Ist eine Krankheit oder ein Parasitenbefall der Auslöser, kommt eine gezielte medizinische Behandlung zum Einsatz. Würmer können mit speziellen Entwurmungsmitteln bekämpft werden, Infektionen erfordern oft Antibiotika oder andere Medikamente. Wichtig ist, dass dein Welpe während dieser Zeit genug trinkt, um eine Austrocknung zu vermeiden. Wenn er selbst nicht genug Flüssigkeit aufnimmt, kann deine/deinen Tierärzt:in auch Infusionen verabreichen.
Damit dein Welpe von Anfang an gut frisst und gesund bleibt, gibt es einige wichtige Dinge, die du beachten solltest. Eine regelmäßige Entwurmung ist unerlässlich, um Parasitenbefall zu verhindern. Achte auch darauf, die Nahrung langsam und behutsam umzustellen, wenn du deinen Welpen vom Welpenfutter auf das Futter für erwachsene Hunde umstellst.
Ein weiterer wichtiger Punkt ist die Fütterungsumgebung. Welpen brauchen Ruhe und Sicherheit beim Fressen. Vermeide es, deinen Welpen während der Mahlzeit zu stören oder unter Stress zu setzen. Biete das Futter an einem festen Platz an und halte die Mahlzeiten möglichst regelmäßig.
Durch eine liebevolle und geduldige Begleitung beim Fressen kannst du deinem Welpen den Start ins Leben erleichtern und ihm zeigen, dass Fressen etwas Schönes ist.
Wenn dein Welpe über mehr als zwölf Stunden nichts frisst, solltest du unbedingt tierärztlichen Rat einholen. Gerade bei so jungen Tieren ist es wichtig, Flüssigkeitsmangel und Verschlechterungen des Allgemeinzustands frühzeitig zu erkennen und zu behandeln. Auch wenn dein Welpe zusätzlich erbricht, Durchfall hat oder sehr schlapp wirkt, zögere nicht, eine Fachperson zu konsultieren.

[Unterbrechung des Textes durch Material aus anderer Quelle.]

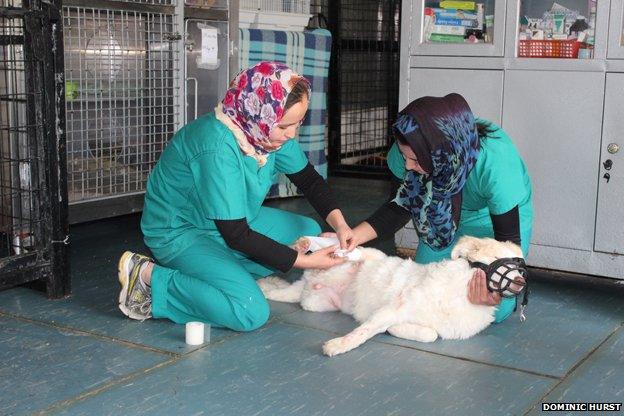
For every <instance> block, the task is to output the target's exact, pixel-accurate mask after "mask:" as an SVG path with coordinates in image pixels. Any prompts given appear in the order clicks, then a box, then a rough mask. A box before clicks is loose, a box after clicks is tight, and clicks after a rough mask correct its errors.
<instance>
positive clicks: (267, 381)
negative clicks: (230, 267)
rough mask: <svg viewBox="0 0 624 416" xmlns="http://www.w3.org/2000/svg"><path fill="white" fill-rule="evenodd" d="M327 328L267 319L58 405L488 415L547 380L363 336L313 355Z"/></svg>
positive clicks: (528, 396) (157, 407)
mask: <svg viewBox="0 0 624 416" xmlns="http://www.w3.org/2000/svg"><path fill="white" fill-rule="evenodd" d="M325 337H326V334H325V333H322V332H319V331H315V330H308V329H302V328H298V327H293V326H289V325H282V324H273V325H271V326H269V327H268V328H265V329H264V330H261V331H258V332H255V333H250V334H245V335H243V336H241V337H237V338H234V339H232V340H228V341H226V342H224V343H223V344H220V345H216V346H213V347H211V348H209V349H207V350H201V351H197V352H194V353H192V354H190V355H188V356H186V357H185V358H184V359H183V360H180V361H179V362H177V363H175V364H174V365H171V366H167V367H166V368H162V369H158V370H156V371H154V372H152V373H150V374H148V375H147V376H146V377H144V378H142V379H140V380H135V381H133V382H132V383H130V384H128V385H123V386H118V387H116V388H114V389H111V390H109V391H106V392H104V393H102V394H100V395H98V396H96V397H93V398H89V399H87V400H85V401H84V402H80V403H77V404H75V405H73V406H72V407H70V408H68V409H65V410H64V411H62V412H61V413H62V414H70V415H94V414H97V415H118V414H132V415H150V416H156V415H172V414H180V415H181V414H184V415H191V414H193V415H211V416H215V415H271V416H273V415H287V414H288V415H299V414H300V415H341V416H349V415H358V416H359V415H380V414H393V415H414V414H426V415H449V414H461V415H481V414H484V415H488V414H518V413H522V412H523V411H524V409H525V408H526V406H528V404H530V403H532V402H533V401H535V400H537V398H539V397H540V395H541V394H543V393H544V391H546V390H547V389H548V388H549V386H551V385H552V384H553V382H554V380H552V379H548V378H544V377H539V376H534V375H531V374H526V373H522V372H518V371H514V370H506V369H502V368H497V367H492V366H487V365H482V364H477V363H471V362H467V361H462V360H456V359H449V358H445V357H440V356H437V355H434V354H429V353H424V352H419V351H415V350H410V349H406V348H402V347H397V346H394V345H386V344H379V343H368V344H365V345H363V346H362V347H360V348H358V349H356V350H354V351H352V352H351V353H348V354H345V355H343V356H338V357H335V358H331V359H330V358H327V357H324V356H322V355H320V353H319V352H320V348H321V343H322V341H323V340H324V339H325Z"/></svg>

Schnelles Handeln kann schwerwiegende Folgen verhindern und deinem Welpen helfen, schnell wieder gesund und munter zu werden.
Appetitlosigkeit bei Welpen ist ein häufiges Phänomen, das viele Ursachen haben kann. Oft steckt nur eine vorübergehende Umstellung oder Stress dahinter. Mit viel Ruhe, Geduld und einer passenden Fütterung kannst du deinen Welpen unterstützen. Sollten jedoch weitere Symptome auftreten oder die Appetitlosigkeit länger anhalten, ist eine tierärztliche Untersuchung unerlässlich.
So bist du bestens gerüstet, um deinem Welpen einen gesunden und fröhlichen Start ins Leben zu ermöglichen.